In deze uitspraak beoordeelt de Rechtbank Zeeland-West-Brabant het beroep van belanghebbende tegen de uitspraak op bezwaar van de heffingsambtenaar van de gemeente Veere, die een aanslag forensenbelasting voor het jaar 2021 had opgelegd. De rechtbank behandelt de zaak op 14 augustus 2024, waarbij belanghebbende en een vertegenwoordiger van de heffingsambtenaar aanwezig zijn. De heffingsambtenaar had het bezwaar van belanghebbende tegen de aanslag afgewezen, waarna belanghebbende in beroep ging.

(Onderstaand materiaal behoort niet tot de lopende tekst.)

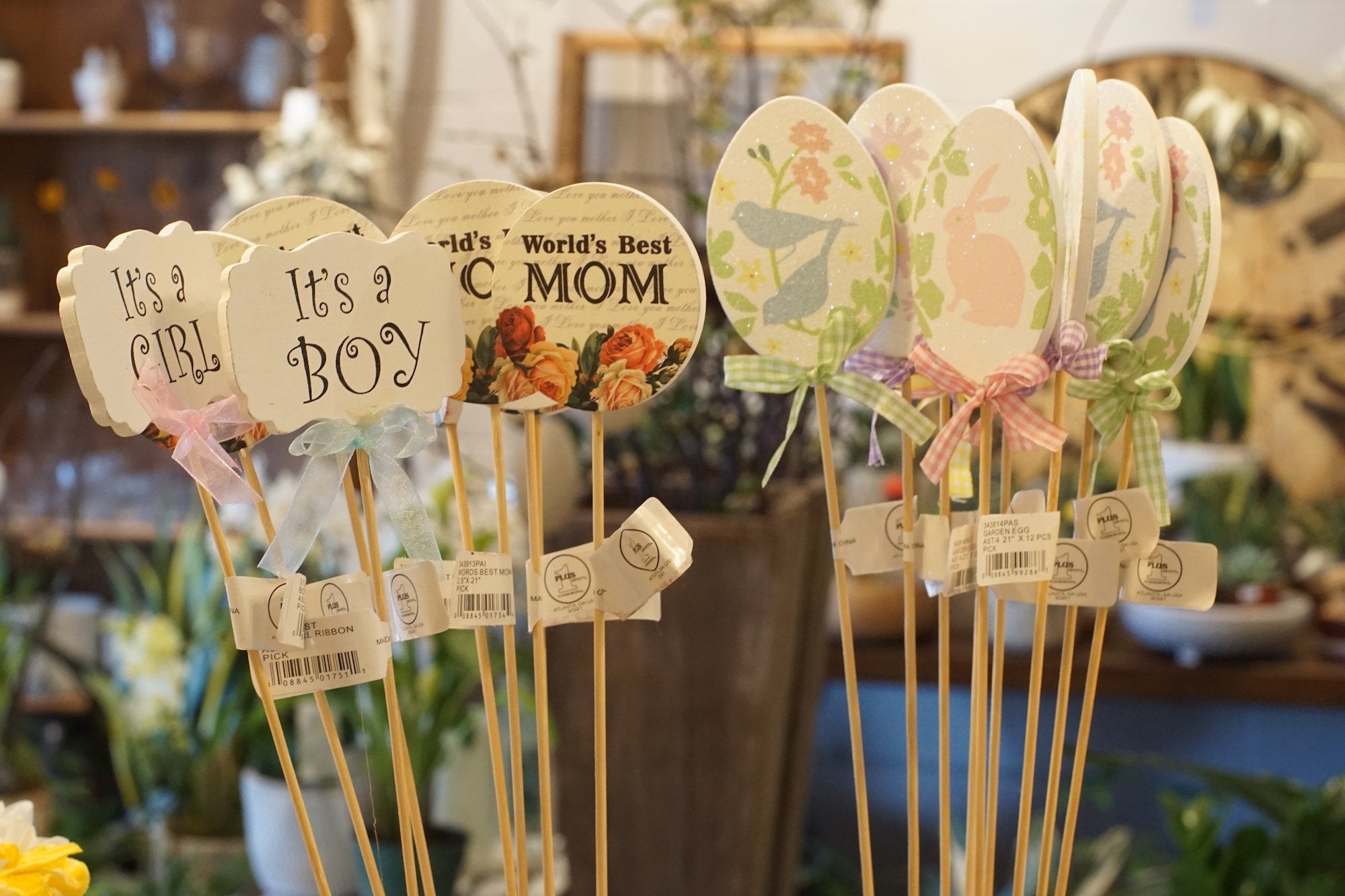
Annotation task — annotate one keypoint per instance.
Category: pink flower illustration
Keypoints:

De rechtbank onderzoekt of de aanslag terecht is opgelegd, waarbij zij zich baseert op de relevante wetgeving en de feiten van de zaak. Belanghebbende was in 2021 eigenaar van een woning die onderdeel uitmaakte van een appartementencomplex en had zijn hoofdverblijf niet in de gemeente Veere. De woning werd verhuurd via een verhuurbemiddelingsovereenkomst, waarin was vastgelegd dat het eigen gebruik van de woning was gemaximeerd op 89 dagen. De rechtbank concludeert dat de heffingsambtenaar de aanslag ten onrechte heeft opgelegd, omdat het eigen gebruik van de woning niet meer dan 90 dagen bedroeg, wat betekent dat niet voldaan was aan de voorwaarden voor de heffing van forensenbelasting.
De rechtbank verklaart het beroep gegrond, vernietigt de aanslag forensenbelasting 2021 en bepaalt dat de heffingsambtenaar het griffierecht aan belanghebbende moet vergoeden. Deze uitspraak is openbaar gemaakt op 14 augustus 2024.